Surely, different genetic predisposition plays an important role in the development of T2D. This idea is supported both by genome-wide association studies and by clinical studies, clearly showing that subjects who develop IGT or T2D have a compromising insulin secretion, even before developing IGT or T2D. When estimating insulin secretion in the context of the “resistant milieu” of IGT subjects, and thus using the disposition index (DI), it has been found that IGT subjects had a significantly lower DI than the normal glucose tolerance group. The lower DI indicates that the secretion of insulin is not able to compensate for the increased resistance, resulting in a marked decrease in insulin-stimulated glucose metabolism in the IGT subjects. More recently, Cali and colleagues showed that obese adolescents with normal glucose tolerance who successively progress to IGT manifest a primary defect in β-cell function. These data are in agreement with those reported by Lyssenko and colleagues on mineral protein preparation and Botnia studies on adults showing that impaired insulin secretion and action, particularly insulin secretion adjusted for insulin resistance (DI), are strong predictors of future diabetes. Moreover, the progression of obese children with insulin resistance to T2D seems to be faster than in adults. An accurate case report by Gungor and colleagues suggested that, despite relatively robust initial insulin secretion, the deterioration in β-cell function in youth with T2DM may be much more accelerated (approximately 15% per year) than that observed in adults.
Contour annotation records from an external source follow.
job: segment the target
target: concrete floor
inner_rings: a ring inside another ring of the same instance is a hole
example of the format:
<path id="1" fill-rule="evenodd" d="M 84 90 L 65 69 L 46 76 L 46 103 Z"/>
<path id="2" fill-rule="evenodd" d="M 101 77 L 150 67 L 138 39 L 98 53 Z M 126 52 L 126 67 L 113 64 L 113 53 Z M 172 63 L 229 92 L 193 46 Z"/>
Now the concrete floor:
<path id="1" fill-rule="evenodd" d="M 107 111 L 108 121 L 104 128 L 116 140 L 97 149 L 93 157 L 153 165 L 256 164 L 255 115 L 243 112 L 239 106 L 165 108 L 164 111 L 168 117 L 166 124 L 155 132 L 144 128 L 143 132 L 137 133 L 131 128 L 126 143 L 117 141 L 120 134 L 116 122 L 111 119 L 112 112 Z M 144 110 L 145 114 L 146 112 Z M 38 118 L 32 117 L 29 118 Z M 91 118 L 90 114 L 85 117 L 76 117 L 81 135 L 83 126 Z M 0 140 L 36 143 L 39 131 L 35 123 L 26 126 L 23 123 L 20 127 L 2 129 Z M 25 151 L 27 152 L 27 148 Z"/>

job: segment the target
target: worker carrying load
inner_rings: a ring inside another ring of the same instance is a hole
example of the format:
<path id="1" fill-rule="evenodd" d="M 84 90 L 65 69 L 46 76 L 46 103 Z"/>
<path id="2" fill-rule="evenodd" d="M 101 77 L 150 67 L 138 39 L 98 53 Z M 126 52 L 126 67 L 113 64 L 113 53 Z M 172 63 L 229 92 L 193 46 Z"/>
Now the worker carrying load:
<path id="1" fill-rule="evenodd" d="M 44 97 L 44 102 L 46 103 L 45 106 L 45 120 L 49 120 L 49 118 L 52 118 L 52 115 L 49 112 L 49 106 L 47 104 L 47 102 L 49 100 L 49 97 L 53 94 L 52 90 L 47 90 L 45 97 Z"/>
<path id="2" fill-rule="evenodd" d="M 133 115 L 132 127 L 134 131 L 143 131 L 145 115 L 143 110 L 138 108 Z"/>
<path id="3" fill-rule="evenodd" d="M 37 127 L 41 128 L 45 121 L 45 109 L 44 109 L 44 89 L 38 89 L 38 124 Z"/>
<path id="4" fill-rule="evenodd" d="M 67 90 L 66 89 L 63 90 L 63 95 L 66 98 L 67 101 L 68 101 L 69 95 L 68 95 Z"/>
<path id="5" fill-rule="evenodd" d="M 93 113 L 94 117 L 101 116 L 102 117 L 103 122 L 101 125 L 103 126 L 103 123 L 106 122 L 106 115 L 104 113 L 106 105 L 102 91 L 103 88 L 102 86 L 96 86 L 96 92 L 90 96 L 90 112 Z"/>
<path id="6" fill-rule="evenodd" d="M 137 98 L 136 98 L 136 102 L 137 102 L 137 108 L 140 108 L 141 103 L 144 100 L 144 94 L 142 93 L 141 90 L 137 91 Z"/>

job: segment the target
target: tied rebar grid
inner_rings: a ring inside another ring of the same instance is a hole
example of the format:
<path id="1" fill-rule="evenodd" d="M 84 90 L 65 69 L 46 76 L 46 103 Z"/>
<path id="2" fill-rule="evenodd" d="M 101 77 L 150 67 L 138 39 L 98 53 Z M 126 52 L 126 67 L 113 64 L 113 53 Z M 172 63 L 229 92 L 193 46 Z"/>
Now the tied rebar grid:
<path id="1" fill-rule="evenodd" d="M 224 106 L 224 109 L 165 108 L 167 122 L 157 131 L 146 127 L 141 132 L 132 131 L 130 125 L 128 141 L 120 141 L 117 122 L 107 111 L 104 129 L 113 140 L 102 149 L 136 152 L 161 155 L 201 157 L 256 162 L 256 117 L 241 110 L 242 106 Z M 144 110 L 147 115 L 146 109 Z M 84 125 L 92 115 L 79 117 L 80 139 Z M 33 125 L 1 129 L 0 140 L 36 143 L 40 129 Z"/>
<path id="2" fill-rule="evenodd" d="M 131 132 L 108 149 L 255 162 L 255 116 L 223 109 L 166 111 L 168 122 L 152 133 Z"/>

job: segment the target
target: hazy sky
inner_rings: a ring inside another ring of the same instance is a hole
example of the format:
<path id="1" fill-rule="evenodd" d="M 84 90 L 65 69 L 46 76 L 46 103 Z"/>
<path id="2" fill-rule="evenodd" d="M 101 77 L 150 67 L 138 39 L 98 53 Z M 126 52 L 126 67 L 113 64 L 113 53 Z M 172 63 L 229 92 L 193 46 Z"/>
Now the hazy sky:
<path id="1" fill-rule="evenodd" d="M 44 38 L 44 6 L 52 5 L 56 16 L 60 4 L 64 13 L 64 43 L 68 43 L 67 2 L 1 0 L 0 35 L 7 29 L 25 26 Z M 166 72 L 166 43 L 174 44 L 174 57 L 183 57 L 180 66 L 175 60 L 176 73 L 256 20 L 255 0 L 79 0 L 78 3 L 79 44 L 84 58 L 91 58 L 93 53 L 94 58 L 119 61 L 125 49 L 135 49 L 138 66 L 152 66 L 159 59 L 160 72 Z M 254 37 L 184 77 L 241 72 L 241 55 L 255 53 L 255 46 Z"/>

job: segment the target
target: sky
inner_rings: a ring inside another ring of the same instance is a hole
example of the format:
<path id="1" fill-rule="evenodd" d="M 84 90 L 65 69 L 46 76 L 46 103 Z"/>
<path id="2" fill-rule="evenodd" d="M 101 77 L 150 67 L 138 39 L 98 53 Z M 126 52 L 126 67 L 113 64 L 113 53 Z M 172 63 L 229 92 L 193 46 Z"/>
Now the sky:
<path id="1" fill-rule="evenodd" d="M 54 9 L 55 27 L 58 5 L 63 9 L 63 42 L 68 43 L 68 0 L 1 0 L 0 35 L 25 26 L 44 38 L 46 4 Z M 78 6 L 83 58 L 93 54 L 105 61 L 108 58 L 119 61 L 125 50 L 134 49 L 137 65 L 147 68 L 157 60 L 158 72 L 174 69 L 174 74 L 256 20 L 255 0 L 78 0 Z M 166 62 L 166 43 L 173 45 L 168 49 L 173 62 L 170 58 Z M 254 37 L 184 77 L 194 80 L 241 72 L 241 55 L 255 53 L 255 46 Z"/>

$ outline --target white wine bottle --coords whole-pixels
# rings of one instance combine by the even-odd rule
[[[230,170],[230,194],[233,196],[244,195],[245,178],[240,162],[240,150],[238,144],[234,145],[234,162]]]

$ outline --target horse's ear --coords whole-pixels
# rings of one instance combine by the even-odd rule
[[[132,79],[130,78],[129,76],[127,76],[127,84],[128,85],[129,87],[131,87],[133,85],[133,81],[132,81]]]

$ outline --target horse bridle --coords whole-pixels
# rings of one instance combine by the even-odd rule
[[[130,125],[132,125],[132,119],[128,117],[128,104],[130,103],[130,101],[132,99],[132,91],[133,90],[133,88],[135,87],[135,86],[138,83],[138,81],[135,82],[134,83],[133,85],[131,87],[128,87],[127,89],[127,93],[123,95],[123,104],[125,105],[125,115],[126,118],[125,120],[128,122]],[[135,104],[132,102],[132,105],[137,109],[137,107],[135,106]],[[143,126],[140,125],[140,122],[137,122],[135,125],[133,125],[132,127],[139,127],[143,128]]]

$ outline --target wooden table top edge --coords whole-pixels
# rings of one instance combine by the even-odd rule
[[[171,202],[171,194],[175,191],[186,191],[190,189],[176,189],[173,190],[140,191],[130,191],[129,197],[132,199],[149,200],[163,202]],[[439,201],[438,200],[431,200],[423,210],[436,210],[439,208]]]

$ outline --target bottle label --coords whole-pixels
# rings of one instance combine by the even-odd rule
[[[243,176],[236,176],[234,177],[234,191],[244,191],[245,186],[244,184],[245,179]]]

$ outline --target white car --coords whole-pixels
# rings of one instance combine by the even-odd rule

However, because T2D in youth is a recent phenomenon, longitudinal long-term follow-up data are lacking. Findings from the SEARCH study showed that youth with T2D and relatively short diabetes duration (1.5 years in mean) have a higher prevalence of CAD risk factors compared with nondiabetic of similar age, sex, and race. In the same study, it has been also suggested that adiposity and glycemic control account for much of the association between T2D and an unfavorable CAD risk-factor profile in youth.